Çay familyasının en kalitelisi Rize çayı oldu. Üzerine kar yağan dünyanın tek çayı olarak rabbimin bize lütfusun. Tüm olumsuzluklara rağmen rantabıllığın de kaliten gibi günden güne artıyor.

Her ne kadar siyasi söylemle bilmem "şu kadar çay, şu kadar zeytin şu kadar peynir, şeker alıyordu" denilse eminim daha çok karşılık bulman azlığındandı.

Malum serbest piyasada ürün az talep fazla olursa fiyatlar yüksek olur.

Yine de değerin gün geçtikçe artıyor. Böyle olunca da yaklaşık 80 yıldır her zaman Rize’mizin birinci gündemi olma özelliği harareti artarak devam ediyor.

Neden birinci gündem olmasın ki? Soframıza aş oldun. Çalışanımıza iş, düğünlerimize çeyiz oldun. Hastane, okul, cami, yol gibi her yerde yeşilliğinin her tonuyla gösterdin kendini.

Ülkemizin fiziki ölçekle en küçük, sosyal yaşam olarak da küçük sayılabilecek bir ilde devletin yaklaşık elli, özel sektörle birlikte irili ufaklı yüzün üzerinde fabrikanın dumanı tütüyor. Bu, şu demektir; vatandaşımız hem müstahsil olarak çayından hem de çayını nihai mamul haline getirerek işçi olarak çay fabrikasından kazanıyor.

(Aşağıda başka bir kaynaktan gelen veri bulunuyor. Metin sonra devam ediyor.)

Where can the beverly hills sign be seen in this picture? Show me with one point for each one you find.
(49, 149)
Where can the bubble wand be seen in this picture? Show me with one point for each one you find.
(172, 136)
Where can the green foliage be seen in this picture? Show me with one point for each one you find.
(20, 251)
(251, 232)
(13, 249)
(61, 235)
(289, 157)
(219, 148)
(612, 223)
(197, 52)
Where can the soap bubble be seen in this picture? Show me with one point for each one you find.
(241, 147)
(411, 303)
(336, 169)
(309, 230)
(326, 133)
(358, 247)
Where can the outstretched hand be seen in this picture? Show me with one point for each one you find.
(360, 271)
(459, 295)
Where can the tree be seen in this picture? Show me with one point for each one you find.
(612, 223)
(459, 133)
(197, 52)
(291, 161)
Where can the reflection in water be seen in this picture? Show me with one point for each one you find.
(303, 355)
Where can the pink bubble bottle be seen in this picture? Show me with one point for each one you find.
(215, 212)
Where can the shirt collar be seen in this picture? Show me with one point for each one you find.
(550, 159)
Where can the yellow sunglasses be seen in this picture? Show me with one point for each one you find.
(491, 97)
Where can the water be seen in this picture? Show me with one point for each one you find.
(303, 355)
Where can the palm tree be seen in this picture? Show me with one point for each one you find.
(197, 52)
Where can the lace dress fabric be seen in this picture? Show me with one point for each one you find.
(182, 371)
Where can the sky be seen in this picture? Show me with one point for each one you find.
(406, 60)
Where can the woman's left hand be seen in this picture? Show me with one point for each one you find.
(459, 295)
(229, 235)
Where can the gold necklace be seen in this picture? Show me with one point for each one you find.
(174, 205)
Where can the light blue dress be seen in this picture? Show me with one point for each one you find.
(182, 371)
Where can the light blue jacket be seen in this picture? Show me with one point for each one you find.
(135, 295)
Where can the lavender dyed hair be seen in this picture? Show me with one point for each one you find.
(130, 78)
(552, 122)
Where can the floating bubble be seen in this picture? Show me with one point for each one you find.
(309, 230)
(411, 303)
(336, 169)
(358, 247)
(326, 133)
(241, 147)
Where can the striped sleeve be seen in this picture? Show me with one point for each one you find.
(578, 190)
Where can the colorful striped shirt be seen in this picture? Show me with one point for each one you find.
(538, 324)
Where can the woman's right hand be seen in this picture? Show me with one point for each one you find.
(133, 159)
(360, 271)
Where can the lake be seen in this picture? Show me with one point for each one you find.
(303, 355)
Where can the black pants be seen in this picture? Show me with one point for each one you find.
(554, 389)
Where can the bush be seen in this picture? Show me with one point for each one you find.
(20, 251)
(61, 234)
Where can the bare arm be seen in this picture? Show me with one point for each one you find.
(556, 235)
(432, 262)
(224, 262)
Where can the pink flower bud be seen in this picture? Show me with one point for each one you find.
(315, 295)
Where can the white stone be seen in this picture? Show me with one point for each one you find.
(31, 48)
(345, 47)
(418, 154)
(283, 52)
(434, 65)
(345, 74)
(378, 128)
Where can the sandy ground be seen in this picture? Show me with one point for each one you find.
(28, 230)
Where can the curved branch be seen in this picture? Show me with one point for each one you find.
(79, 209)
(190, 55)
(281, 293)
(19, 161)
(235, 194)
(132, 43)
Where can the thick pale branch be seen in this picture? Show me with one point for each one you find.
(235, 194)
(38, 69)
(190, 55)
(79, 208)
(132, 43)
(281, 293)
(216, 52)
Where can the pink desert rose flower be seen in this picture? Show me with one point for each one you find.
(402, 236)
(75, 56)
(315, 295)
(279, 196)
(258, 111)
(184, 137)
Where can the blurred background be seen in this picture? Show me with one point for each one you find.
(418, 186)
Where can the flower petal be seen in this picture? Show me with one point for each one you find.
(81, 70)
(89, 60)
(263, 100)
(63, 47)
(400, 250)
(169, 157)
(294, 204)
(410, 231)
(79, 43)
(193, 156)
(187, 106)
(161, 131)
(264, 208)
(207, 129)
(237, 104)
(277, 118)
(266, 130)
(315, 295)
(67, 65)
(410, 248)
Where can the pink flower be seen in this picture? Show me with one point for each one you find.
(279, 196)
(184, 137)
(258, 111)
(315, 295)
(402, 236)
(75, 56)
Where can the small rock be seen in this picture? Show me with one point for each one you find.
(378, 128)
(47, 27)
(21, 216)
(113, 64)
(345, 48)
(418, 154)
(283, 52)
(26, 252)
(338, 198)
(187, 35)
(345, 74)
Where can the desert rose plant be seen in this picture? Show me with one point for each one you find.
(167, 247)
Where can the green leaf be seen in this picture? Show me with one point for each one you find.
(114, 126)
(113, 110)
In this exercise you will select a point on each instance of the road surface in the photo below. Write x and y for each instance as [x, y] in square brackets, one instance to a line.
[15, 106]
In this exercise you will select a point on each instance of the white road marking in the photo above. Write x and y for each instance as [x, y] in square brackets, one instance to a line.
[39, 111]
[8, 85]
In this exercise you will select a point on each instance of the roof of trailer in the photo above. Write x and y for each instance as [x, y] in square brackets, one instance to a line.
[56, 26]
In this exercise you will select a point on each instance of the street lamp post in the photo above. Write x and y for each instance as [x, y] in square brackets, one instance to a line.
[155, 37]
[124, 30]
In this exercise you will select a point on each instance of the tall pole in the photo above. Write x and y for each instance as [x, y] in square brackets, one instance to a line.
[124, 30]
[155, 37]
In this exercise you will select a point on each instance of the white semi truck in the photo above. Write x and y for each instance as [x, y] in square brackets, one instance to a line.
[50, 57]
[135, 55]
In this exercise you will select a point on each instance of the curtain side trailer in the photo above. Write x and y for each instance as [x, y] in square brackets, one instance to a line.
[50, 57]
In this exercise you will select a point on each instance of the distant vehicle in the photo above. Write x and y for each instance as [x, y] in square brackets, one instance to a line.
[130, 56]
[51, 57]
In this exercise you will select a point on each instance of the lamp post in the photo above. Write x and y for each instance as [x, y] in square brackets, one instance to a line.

Diğer bir güzellik de ÇAYKUR gibi ülke ölçeğinde hatırı sayılır büyüklükte bir KİT'in halen devlet eliyle yönetilmesidir. Cumhuriyet hükümetlerimiz ÇAYKUR benzeri birçok işletmeyi özelleştirirken biraz da hatırı sayılır siyasilerimizin eyvallah demeyişinden dolayı üretici olarak muhatabımızın devletimiz olması ayrıca büyük bir kazanımdır. İnşallah bu şekil devam etmesinden yanayız.

Bütün bu güzellemelere nazarlık olsun kabilinden elli yaş üzerindeki hemşerilerimizin hatırlayabileceği bazı olumsuzlukları da paylaşmak isterim.

 Hani haftada, belki 10 günde bir defa çay satabildiğimiz dönemler vardı. Bugün ortalama dört ton alım yapılan alım evlerine o zaman yirmi ton çay alımı yapıldığı ve bu çay yanmasın diye yapılan çalışmalar...

Güçlü olanın çayını kısa dönemlerde sattığı, adamı olanın fabrikadan çay nakliyesi için kamyonu torpille alabildiği dönemler. Neydi o dönemler...

Hiç unutmam, çocuktum, yanımda, alım evinde kantarcı sırası olmadığı halde öne alınmasını direten eksperin kantarcıyı milletin içinde tokatladığı. Bunun gibi nice kavgalar. Çayını satmaya gelenin ya eli ya beli boş gelmediği dönemler.

Konu Rize ve çay olunca siyasi malzeme olmadan da olmazdı tabii. Anlatılır birazda mizansenleştirilerek.

 Malumunuzdur, ÇAYKUR bağımsız kurum olmadan önce Tekel Bakanlığı'na bağlı bir birim idi.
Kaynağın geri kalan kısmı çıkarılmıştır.